HDL at low levels (less than 40 mg/dL) is a CHD risk factor; at high levels (60 mg/dL or above), HDL is considered protective of heart disease. The drop was directly related to the individual's starting level of HDL. That is, HDL concentrations decreased more in people with higher HDL levels compared to individuals with lower levels. The researchers concluded that although this undesirable response to the DASH diet needs further study, overall, "the DASH diet affects coronary heart disease (CHD) risk favorably."
In a later study, however, the findings were not repeated. A study published in the journal Hypertension in February 2004 found that the DASH diet did not affect any of the measurements of cholesterol or triglycerides except one—reducing sodium lowered HDL or “good:” cholesterol.
However, this study only measured sodium consumption in a range from 2,000 to 6,000 mg per day, much more than Dr. Sodi recommended. It is possible that extreme sodium restriction might raise HDL cholesterol—or it might not. I simply do not know. The most recent research on diet and LDL cholesterol, the National Heart, Lung, and Blood Institute Family Heart Study, published in the American Journal of Clinical Nutrition in February 2004, links lower LDL cholesterol to higher consumption of fruits and vegetables, but not necessarily to lower sodium and higher potassium.

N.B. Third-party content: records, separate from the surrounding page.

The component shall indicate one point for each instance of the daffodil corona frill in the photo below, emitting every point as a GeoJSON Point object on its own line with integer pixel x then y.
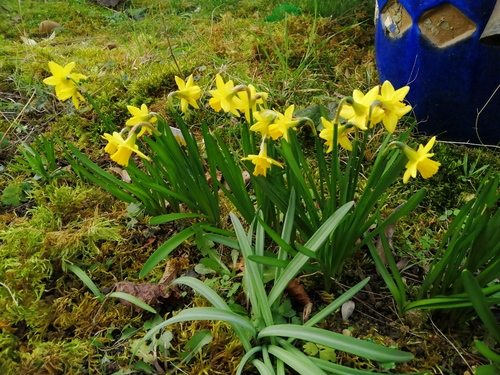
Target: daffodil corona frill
{"type": "Point", "coordinates": [141, 115]}
{"type": "Point", "coordinates": [65, 82]}
{"type": "Point", "coordinates": [250, 99]}
{"type": "Point", "coordinates": [391, 102]}
{"type": "Point", "coordinates": [225, 97]}
{"type": "Point", "coordinates": [420, 160]}
{"type": "Point", "coordinates": [361, 109]}
{"type": "Point", "coordinates": [262, 162]}
{"type": "Point", "coordinates": [188, 93]}
{"type": "Point", "coordinates": [284, 122]}
{"type": "Point", "coordinates": [121, 149]}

The bottom line for people with high blood pressure is, eating more fruits and vegetables definitely helps. The jury is still out on sodium restriction. You can, however, benefit from including greater amounts of fresh produce in your diet. Five servings a day (5-a-day), or, even better, nine servings of fruits and vegetables every day are your best dietary change for lowering cholesterol.